After a moment, Timmy got to his feet and moved toward the bank. A dewdrop of blood glistened on the sun-baked grass. A hush fell over the pond, so noticeable that Timmy looked up at the sky. A raindrop smacked him on the forehead and he jumped, startled.
Something in the pond made a sucking sound and his gaze snapped down to where the surface of the water was starting to heave.
The air hummed. There came a noise like the sea heard in a conch shell and the hair rose on Timmy’s arms. Lightning fractured the sky and normality returned with a sound like heavy sheets of glass shattering. The boy staggered back a step. The rushing sound grew louder.
And then day exploded in one deafening scream into night. And rain.
Timmy tottered forward. The rain hammered against his skull, soaking him. He almost lost his footing. He regained his balance and squinted into the thick dark. In the distance, someone called his name. Lightning strobed again; the shadows crouched around the pond flinched.

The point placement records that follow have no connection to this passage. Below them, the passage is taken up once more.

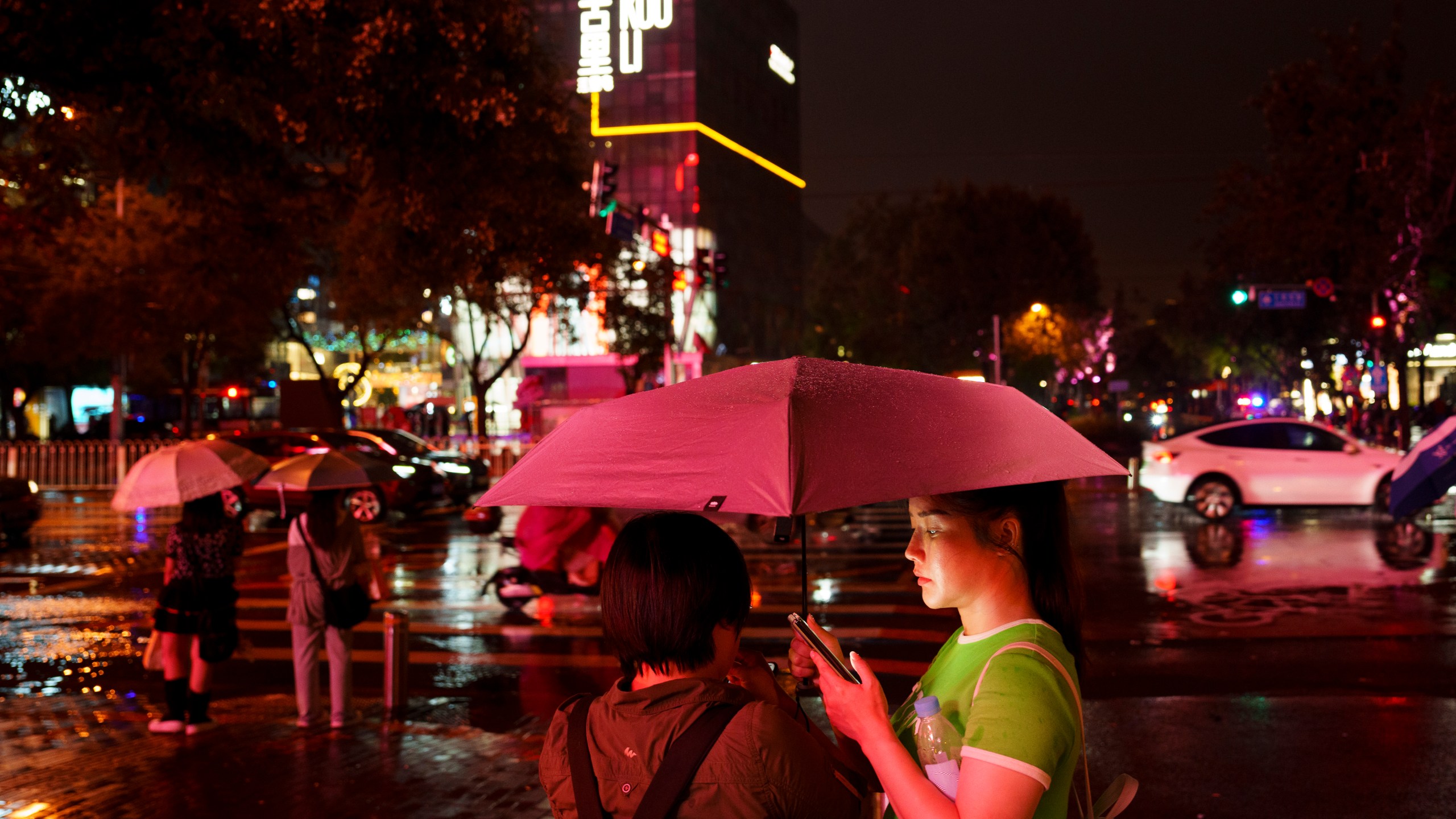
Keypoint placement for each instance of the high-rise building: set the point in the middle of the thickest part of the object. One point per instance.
(695, 104)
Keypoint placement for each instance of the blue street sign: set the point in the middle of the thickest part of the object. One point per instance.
(1282, 299)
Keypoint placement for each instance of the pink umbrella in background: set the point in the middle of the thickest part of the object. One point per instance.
(173, 475)
(797, 436)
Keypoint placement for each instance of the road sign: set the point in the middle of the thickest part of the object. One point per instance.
(1282, 299)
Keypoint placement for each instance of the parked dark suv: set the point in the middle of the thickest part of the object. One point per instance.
(420, 484)
(19, 507)
(464, 474)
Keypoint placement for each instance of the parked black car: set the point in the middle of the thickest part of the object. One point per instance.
(462, 473)
(19, 507)
(420, 483)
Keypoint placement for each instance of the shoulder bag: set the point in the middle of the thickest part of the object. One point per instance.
(342, 608)
(673, 777)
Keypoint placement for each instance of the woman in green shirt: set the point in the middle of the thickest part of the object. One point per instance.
(1001, 559)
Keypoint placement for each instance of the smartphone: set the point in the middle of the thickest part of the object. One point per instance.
(803, 628)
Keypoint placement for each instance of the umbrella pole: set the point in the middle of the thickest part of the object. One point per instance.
(804, 566)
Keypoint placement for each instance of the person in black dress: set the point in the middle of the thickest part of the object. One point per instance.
(197, 613)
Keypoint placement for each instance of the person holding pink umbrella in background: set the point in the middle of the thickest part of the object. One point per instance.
(196, 618)
(564, 545)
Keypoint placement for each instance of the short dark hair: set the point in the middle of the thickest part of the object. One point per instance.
(204, 515)
(670, 579)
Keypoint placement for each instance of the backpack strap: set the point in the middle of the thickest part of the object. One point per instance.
(1077, 697)
(578, 758)
(669, 784)
(682, 760)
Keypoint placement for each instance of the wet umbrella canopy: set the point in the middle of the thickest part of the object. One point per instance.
(326, 471)
(796, 436)
(191, 470)
(1426, 473)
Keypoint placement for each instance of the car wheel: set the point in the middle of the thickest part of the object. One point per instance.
(366, 504)
(1382, 496)
(1215, 499)
(233, 504)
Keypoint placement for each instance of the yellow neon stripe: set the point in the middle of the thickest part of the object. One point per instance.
(680, 127)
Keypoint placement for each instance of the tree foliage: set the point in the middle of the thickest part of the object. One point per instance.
(915, 284)
(1358, 187)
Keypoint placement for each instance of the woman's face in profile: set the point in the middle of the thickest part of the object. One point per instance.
(951, 563)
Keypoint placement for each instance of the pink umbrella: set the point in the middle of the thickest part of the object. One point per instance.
(797, 436)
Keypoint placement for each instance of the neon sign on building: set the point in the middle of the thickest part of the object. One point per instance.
(635, 16)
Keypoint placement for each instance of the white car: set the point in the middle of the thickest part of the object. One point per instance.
(1265, 462)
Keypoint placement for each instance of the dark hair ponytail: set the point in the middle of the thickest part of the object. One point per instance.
(324, 506)
(1046, 548)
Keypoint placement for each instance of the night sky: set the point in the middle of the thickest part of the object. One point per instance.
(1127, 108)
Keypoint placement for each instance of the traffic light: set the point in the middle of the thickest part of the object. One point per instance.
(704, 266)
(721, 268)
(603, 187)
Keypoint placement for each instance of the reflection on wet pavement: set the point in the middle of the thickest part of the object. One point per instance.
(1173, 605)
(1153, 573)
(1359, 570)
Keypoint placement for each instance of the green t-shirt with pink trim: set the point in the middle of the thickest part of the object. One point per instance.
(1024, 717)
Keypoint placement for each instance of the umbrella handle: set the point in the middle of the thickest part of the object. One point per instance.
(804, 564)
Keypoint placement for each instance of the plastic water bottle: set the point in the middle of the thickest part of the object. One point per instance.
(938, 745)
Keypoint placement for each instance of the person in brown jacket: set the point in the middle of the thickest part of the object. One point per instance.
(675, 597)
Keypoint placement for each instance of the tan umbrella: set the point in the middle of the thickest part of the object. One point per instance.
(328, 471)
(191, 470)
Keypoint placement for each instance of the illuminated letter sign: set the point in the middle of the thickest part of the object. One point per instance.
(781, 63)
(635, 18)
(594, 68)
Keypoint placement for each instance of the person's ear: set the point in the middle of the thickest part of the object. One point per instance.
(1008, 534)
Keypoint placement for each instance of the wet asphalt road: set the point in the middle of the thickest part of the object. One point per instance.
(1288, 664)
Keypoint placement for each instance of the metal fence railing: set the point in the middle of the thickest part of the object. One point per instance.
(75, 464)
(100, 464)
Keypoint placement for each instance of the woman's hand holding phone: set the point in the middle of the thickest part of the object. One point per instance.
(752, 672)
(800, 651)
(857, 710)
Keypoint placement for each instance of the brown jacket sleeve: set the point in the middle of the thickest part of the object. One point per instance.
(799, 771)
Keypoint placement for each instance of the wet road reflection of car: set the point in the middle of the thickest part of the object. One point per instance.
(1265, 462)
(462, 473)
(19, 507)
(420, 483)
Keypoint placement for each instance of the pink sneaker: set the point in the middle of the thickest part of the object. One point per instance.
(167, 726)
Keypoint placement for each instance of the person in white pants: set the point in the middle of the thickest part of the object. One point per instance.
(338, 551)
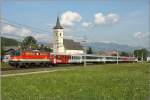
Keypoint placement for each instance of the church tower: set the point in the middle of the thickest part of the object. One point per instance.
(58, 34)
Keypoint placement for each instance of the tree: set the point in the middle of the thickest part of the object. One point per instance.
(124, 53)
(89, 51)
(29, 43)
(141, 53)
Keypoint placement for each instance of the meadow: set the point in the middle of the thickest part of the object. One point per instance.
(94, 82)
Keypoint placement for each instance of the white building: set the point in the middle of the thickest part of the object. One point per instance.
(61, 45)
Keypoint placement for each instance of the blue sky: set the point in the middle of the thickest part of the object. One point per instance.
(128, 23)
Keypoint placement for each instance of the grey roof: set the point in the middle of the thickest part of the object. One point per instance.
(58, 26)
(72, 45)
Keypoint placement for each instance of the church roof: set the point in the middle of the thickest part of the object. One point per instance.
(58, 26)
(72, 45)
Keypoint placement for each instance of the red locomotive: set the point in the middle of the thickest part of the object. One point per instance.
(38, 58)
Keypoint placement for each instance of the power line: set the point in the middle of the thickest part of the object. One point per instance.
(16, 24)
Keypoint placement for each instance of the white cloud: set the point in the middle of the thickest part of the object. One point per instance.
(99, 18)
(140, 35)
(23, 32)
(110, 18)
(68, 18)
(8, 29)
(86, 24)
(20, 33)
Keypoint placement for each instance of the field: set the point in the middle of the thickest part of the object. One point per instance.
(94, 82)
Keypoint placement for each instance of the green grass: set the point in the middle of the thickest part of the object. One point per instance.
(95, 82)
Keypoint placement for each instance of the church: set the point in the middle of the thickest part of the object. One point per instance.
(64, 46)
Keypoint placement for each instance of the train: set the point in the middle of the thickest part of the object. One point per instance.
(38, 58)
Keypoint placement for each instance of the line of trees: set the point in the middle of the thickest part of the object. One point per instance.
(30, 43)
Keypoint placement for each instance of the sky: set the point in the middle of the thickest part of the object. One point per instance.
(119, 21)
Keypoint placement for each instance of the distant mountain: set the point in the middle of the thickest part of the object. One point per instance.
(102, 46)
(8, 41)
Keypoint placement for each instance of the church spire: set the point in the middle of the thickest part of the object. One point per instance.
(58, 26)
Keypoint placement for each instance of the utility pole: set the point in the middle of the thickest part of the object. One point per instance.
(117, 56)
(84, 43)
(142, 57)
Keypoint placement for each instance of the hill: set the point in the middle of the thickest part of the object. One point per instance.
(102, 46)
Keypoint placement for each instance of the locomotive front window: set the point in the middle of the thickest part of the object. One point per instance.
(17, 53)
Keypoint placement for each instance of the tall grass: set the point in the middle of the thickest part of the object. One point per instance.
(95, 82)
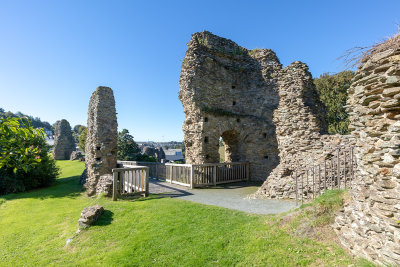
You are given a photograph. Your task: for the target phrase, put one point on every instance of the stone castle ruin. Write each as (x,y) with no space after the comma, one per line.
(101,141)
(369,225)
(271,117)
(266,115)
(64,143)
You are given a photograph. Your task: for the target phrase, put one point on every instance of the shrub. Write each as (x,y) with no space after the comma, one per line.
(25,162)
(129,150)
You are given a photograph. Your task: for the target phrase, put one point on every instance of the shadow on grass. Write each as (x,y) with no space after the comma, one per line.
(105,219)
(66,187)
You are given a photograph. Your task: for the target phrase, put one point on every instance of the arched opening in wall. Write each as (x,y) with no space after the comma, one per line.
(229,146)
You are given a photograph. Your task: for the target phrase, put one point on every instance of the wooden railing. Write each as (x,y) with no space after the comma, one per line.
(156,169)
(130,180)
(195,175)
(335,172)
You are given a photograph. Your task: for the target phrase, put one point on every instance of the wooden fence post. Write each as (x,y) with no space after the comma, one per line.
(248,171)
(146,193)
(215,175)
(191,176)
(115,185)
(171,174)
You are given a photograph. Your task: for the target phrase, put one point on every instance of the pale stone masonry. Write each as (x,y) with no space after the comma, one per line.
(64,143)
(300,129)
(101,141)
(230,92)
(266,115)
(369,224)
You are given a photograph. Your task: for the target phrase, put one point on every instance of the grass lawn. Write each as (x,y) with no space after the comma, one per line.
(34,227)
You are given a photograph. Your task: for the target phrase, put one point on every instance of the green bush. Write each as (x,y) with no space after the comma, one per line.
(129,150)
(25,162)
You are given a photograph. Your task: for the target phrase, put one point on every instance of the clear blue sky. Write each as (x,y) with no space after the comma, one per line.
(53,54)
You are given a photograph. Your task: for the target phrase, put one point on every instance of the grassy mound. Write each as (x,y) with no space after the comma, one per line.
(155,231)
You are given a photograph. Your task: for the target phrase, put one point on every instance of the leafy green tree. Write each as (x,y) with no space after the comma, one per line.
(25,162)
(127,147)
(82,138)
(332,89)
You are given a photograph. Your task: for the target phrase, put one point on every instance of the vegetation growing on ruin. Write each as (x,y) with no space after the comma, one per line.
(152,231)
(128,149)
(332,89)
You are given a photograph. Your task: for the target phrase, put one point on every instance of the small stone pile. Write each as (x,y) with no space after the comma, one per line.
(77,155)
(90,215)
(64,143)
(369,225)
(101,141)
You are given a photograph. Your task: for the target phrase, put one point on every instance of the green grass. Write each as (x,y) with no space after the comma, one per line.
(156,231)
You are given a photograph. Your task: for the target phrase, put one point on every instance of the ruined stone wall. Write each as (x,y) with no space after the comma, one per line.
(230,92)
(64,143)
(269,116)
(101,141)
(369,225)
(301,131)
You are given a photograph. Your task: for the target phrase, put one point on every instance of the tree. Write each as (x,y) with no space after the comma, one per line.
(25,162)
(77,127)
(332,89)
(127,147)
(82,138)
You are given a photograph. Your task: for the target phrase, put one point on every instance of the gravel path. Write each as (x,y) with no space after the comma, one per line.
(231,196)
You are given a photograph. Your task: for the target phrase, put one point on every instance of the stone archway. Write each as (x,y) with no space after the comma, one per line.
(269,116)
(231,145)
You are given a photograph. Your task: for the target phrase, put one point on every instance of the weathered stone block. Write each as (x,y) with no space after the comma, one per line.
(90,215)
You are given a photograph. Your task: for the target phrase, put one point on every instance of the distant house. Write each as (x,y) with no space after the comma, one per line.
(173,154)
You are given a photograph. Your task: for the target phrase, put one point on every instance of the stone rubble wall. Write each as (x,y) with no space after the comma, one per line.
(369,224)
(101,141)
(269,116)
(230,92)
(300,130)
(64,143)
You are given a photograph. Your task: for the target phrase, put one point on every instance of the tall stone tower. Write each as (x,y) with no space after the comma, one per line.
(101,141)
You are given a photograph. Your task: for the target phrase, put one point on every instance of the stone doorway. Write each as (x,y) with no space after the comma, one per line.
(230,141)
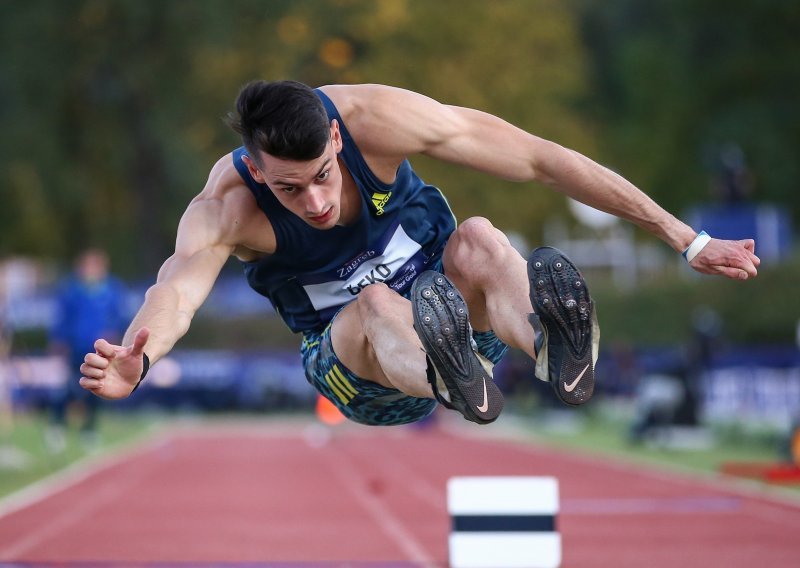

Another cry, from somewhere behind him.
He turned and a figure rose up in front of him. “It’s all your fault,” Mr. Marshall sobbed. He drew back his fist and a darkness darker than night itself swept itself on wings of sudden pain into Timmy’s eyes and he felt the ground pull away from him. A moment of nothingness in which he almost convinced himself he had dreamed it all, despite the stars that coruscated behind his eyelids, and then an immense cold shocked him back into reality. He thrashed his arms and felt them move far too slowly for the weight of his panic. An attempt to scream earned him nothing but a mouthful of choking water and he gagged, convulsed and tried to scream again. Oh God help me I can’t swim! His mind felt as if it too were filling with water and suddenly he ceased struggling, his throat closing, halting its fight against the dirty tide flowing through it. His heart thudded. One more breath. Water. Then a blanket of soothing whispers, a sheet of warmth draped over him and he no longer felt the pain of his lungs burning. It was as if he was feeling the pain in a separate body, a body he could ignore if he chose to.